Prayers for Paris


The Beacon Bolt is a publication of the student body of Northwest Christian University.

Thanksgiving has come and gone, we feasted on plates and plates of stuffing, mashed potatoes, turkey, rolls and pumpkin pie, but did you take some time to think of what you are thankful for? I am not asking you the stereotypical response, in-fact I want to ask a question with a completely different context than you might have ever encountered. A question that we can all unconsciously answer at any moment of any day without hesitation. Instead I’ll ask, what are you stressed about?

All of us can relate to the rushing, poking and prodding nature we feel as the end of a semester draws near. I can list off a multitude of things that a majority of us can agree upon including ACE Day presentations, finals, papers, sleep deprivation and sickness, all of which plague our university towards the thirteenth week.

On November 14th a terrorist attack was made inside the Paris Bataclan Concert Hall. Most of America, by now has watched news story after news story covering the horrific terror that took place in France. The most heart-breaking, yet touching account I have read was a viral Facebook post from a 22-year-old woman who played dead when terrorists opened fire.

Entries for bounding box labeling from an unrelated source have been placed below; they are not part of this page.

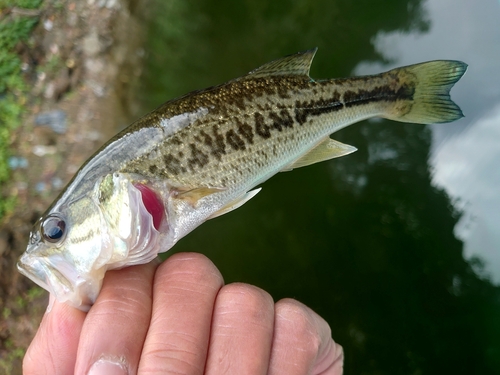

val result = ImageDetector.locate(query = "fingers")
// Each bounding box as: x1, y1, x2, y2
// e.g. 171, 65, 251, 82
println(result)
139, 253, 223, 375
269, 299, 343, 375
23, 297, 86, 375
205, 284, 274, 375
70, 262, 157, 375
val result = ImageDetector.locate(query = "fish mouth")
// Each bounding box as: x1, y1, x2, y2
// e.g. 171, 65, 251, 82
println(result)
17, 253, 72, 296
17, 253, 91, 311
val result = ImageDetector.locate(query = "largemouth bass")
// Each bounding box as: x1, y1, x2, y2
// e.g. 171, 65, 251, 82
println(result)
18, 50, 467, 310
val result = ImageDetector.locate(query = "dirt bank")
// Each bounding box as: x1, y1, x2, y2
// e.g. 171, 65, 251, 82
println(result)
0, 0, 146, 374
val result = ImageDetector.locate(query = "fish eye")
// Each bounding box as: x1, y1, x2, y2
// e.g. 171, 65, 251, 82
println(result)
40, 215, 66, 243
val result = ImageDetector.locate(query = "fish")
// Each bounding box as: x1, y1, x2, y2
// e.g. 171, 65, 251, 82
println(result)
18, 49, 467, 311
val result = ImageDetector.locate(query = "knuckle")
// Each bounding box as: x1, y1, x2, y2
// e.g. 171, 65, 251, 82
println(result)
275, 299, 321, 356
217, 283, 274, 315
155, 253, 224, 288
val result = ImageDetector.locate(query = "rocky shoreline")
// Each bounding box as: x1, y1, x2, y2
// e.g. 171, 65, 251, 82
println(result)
0, 0, 144, 374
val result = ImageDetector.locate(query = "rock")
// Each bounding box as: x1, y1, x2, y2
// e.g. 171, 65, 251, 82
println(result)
8, 156, 28, 170
83, 29, 101, 56
35, 110, 67, 134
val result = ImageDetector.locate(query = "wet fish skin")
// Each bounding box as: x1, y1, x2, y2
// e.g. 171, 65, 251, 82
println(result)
18, 50, 467, 310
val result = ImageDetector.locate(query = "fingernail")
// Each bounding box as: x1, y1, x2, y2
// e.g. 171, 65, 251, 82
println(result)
45, 293, 56, 314
88, 359, 128, 375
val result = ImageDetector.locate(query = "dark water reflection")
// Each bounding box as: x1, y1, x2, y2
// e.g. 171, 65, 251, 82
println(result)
130, 0, 500, 374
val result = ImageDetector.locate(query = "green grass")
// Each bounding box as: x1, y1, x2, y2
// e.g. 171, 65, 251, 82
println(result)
0, 0, 42, 219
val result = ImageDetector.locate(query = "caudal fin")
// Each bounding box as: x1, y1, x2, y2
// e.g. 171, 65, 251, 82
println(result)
384, 60, 467, 124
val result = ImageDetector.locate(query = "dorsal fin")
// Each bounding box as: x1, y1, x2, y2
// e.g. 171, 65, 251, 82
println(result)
281, 137, 357, 172
246, 48, 318, 78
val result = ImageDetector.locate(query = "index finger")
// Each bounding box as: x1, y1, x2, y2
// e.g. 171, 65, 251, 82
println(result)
23, 297, 86, 375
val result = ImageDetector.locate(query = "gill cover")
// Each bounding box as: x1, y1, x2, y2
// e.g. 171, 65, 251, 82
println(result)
18, 173, 159, 311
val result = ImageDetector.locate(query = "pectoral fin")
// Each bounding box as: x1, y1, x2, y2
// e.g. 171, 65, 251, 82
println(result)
176, 187, 226, 207
281, 137, 357, 172
209, 188, 262, 219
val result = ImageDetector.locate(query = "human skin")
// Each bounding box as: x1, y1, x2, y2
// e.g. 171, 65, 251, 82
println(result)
23, 253, 343, 375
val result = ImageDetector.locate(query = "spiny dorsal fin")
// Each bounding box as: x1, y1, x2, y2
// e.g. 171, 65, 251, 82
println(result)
247, 48, 318, 78
281, 137, 357, 172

Only hours after escaping the venue where more than 80 people were killed, Isobel Bowdery, from South Africa, wrote the post, alongside with a picture of her blood-stained white shirt. She said that the concert had a happy atmosphere, everyone dancing and smiling, so when they first heard gunfire they though it was a part of the Eagles of Death Metal concert. Isobel said:

“You never think it will happen to you…it wasn’t just a terrorist attack, it was a massacre. Dozens of people were shot right in front of me. Pools of blood filled the floor. Cries of grown men who held their girlfriends dead bodies pierced the small music venue. Futures demolished, families heartbroken, in an instant. Shocked and alone, I pretended to be dead for over an hour, lying among people who could see their loved ones motionless… Holding my breath, trying to not move, not cry – not giving those men the fear they longed to see…As I lay down in the blood of strangers and waiting for my bullet to end my mere 22 years, I envisioned every face that I have ever loved and whispered I love you. Over and over again. Reflecting on the highlights of my life. Wishing that those I love knew just how much, wishing that they knew that no matter what happened to me, to keep believing in the good in people. To not let those men win…Last night, the lives of many were forever changed and it is up to us to be better people. To live lives that the innocent victims of this tragedy dreamt about but sadly will now never be able to fulfil. RIP angels. You will never be forgotten.”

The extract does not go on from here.